Nel restituire a Ferdinando IV di Borbone l’Italia meridionale, il primo ministro austriaco Klemens von Metternich e quella inglese Robert Stewart Castlereagh, memori delle stragi del 1799, si erano preoccupati di impedire gli eccessi della reazione. A interpretare le spinte più moderate e riformatrici fu chiamato il primo ministro Luigi de’ Medici, di formazione illuministica (era nato a Napoli nel 1759, morì a Madrid nel 1830), già interprete alla fine del Settecento di alcune delle istanze più avanzate del dispotismo illuminato e persino caduto in sospetto di giacobinismo, nel 1793-1794.
Grazie alla sua influenza, il principe di Canosa fu obbligato a rassegnare le dimissioni, la setta reazionaria dei Calderari fu posta fuori legge, le truppe d’occupazione austriache dovettero lasciare Napoli. Secondo Luigi de’ Medici occorreva mantenere, con alcune modifiche, le riforme varate nel periodo francese e aumentare l’efficienza dell’amministrazione con un’opera di centralizzazione e di unificazione delle due parti del regno.

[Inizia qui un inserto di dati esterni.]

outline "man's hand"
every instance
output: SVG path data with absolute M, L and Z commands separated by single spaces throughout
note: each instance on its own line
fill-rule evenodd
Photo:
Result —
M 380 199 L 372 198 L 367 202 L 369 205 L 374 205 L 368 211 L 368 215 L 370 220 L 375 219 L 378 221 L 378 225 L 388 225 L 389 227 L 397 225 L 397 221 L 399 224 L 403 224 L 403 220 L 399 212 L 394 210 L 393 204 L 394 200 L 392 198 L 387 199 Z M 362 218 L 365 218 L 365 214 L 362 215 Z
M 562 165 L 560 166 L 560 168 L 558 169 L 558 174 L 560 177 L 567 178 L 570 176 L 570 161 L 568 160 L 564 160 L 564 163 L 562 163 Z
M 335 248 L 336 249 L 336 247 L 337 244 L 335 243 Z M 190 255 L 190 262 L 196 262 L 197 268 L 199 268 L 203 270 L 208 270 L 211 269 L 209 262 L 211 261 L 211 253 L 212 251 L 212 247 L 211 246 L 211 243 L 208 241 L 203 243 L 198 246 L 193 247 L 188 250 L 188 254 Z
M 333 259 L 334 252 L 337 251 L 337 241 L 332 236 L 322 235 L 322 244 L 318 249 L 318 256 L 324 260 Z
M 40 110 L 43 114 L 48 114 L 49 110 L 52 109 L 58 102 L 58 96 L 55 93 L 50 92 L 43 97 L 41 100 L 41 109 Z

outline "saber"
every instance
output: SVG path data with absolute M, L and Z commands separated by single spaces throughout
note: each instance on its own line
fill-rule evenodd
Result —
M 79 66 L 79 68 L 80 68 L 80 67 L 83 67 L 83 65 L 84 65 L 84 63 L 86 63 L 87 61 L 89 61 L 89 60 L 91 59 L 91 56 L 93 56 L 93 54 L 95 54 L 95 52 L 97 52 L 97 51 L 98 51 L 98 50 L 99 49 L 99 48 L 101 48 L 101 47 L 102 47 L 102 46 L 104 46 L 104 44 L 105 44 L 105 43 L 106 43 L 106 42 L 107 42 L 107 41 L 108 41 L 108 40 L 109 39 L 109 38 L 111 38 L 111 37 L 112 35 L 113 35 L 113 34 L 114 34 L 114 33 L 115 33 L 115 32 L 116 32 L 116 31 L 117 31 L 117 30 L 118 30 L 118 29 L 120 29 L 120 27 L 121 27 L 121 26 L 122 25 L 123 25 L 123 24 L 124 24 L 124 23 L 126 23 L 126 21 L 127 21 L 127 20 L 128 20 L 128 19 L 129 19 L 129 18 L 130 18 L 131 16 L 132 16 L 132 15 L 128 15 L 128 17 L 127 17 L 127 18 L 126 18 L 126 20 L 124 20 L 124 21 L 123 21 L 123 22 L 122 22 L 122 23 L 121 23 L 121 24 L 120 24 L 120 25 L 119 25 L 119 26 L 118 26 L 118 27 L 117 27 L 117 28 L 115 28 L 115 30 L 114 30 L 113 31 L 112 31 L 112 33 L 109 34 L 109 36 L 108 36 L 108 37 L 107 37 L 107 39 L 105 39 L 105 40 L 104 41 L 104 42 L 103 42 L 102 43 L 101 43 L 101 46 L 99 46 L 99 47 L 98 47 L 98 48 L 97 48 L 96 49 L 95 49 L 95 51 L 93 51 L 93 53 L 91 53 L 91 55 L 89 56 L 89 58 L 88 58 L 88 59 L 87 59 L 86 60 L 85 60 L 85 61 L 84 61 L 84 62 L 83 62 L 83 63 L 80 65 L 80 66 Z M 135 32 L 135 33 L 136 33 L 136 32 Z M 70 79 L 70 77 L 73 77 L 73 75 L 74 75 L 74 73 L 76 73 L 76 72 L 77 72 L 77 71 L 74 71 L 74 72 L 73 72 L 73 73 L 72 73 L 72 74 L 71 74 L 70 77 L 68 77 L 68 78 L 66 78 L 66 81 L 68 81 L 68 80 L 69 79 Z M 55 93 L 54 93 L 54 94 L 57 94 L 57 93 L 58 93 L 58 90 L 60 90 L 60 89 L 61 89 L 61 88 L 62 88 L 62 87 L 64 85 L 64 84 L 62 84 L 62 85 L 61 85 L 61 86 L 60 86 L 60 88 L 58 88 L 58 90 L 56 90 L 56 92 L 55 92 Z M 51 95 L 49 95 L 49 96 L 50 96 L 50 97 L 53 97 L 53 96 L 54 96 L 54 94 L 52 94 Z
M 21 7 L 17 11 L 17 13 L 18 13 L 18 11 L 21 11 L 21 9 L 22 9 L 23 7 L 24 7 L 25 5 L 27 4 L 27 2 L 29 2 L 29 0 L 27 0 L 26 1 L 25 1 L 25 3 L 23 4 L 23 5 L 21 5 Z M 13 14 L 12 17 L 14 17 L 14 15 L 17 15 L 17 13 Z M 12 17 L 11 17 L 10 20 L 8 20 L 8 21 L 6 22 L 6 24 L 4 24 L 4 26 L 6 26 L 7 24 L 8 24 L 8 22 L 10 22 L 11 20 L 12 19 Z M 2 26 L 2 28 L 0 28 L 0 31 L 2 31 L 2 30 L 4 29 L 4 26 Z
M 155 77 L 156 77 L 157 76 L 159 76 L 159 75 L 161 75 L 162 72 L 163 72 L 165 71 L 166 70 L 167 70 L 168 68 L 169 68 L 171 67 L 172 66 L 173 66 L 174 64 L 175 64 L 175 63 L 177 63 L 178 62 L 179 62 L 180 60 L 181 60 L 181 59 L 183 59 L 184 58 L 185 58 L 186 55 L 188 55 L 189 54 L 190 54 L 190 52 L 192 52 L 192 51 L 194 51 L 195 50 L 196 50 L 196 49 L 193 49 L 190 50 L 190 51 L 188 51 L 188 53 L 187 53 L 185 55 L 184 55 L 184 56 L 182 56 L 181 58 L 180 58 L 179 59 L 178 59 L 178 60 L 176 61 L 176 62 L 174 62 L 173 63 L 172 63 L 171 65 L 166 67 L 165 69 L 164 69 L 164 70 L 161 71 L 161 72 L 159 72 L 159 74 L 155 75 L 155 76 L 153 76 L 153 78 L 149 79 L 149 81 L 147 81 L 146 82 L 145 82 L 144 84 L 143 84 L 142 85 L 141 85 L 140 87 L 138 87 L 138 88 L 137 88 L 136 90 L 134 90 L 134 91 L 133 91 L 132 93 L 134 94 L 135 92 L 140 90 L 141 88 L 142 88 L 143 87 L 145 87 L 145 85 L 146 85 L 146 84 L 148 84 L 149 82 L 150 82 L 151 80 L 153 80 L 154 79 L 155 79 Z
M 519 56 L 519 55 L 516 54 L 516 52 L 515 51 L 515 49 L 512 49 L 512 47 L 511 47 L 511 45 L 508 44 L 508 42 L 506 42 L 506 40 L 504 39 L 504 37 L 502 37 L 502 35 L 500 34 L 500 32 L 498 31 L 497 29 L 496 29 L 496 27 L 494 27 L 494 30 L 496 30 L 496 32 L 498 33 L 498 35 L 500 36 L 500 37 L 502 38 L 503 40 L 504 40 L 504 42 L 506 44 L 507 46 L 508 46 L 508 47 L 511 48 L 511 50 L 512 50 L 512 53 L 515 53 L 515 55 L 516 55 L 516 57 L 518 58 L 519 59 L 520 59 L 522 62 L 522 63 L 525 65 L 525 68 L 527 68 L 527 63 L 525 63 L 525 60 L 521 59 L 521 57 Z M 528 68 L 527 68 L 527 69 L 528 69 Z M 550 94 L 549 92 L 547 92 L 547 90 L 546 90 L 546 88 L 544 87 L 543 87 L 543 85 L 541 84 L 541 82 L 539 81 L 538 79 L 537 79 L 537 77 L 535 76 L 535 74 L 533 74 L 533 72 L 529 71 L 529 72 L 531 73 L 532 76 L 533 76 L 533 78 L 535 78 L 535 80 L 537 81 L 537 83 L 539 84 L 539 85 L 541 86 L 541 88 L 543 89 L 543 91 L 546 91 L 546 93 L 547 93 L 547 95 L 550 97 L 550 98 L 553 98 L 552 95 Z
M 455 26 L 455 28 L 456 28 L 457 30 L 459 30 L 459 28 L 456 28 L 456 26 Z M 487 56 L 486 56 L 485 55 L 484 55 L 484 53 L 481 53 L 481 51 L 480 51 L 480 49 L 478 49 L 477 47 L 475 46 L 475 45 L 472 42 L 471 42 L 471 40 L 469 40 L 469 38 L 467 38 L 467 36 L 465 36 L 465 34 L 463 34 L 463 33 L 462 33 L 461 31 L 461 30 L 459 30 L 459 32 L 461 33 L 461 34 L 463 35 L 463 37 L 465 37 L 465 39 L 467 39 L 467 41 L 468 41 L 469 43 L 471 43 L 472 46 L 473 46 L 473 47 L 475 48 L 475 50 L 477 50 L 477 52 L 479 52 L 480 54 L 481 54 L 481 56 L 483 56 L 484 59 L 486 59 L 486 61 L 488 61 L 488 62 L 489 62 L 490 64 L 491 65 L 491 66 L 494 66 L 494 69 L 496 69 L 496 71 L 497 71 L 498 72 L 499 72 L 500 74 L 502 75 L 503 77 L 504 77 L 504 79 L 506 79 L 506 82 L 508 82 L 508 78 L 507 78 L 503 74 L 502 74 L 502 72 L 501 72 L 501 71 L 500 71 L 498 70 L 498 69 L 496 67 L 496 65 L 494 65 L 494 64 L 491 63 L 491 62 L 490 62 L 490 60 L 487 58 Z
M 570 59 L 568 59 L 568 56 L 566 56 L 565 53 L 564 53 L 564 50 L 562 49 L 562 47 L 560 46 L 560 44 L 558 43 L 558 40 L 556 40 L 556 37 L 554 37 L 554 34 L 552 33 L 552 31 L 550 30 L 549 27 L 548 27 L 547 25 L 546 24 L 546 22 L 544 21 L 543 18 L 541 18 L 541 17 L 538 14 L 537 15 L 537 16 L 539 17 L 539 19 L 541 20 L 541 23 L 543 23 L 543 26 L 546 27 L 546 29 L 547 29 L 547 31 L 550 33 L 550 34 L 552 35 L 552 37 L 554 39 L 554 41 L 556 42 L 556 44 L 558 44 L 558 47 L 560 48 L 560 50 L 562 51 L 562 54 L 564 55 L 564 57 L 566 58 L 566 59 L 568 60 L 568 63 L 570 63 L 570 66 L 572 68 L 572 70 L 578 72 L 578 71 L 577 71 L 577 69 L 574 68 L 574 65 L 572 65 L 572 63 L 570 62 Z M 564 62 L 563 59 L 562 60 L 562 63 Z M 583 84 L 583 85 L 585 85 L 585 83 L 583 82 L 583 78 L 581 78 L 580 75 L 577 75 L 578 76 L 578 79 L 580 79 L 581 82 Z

Furono quindi estese alla Sicilia la legislazione e l’amministrazione napoletane, sostanzialmente rimaste quelle di Murat, che spazzavano via coraggiosamente, con l’opposizione della nobiltà isolana, un antico e tenace regime feudale. Tasse moderate, protezionismo doganale, buone leggi e buona amministrazione erano, a giudizio di Luigi de’Medici, il mezzo sicuro per assicurarsi l’appoggio dell’opinione pubblica, un appoggio che fu raggiunto tuttavia soltanto in alcuni ambienti ristretti della borghesia liberale.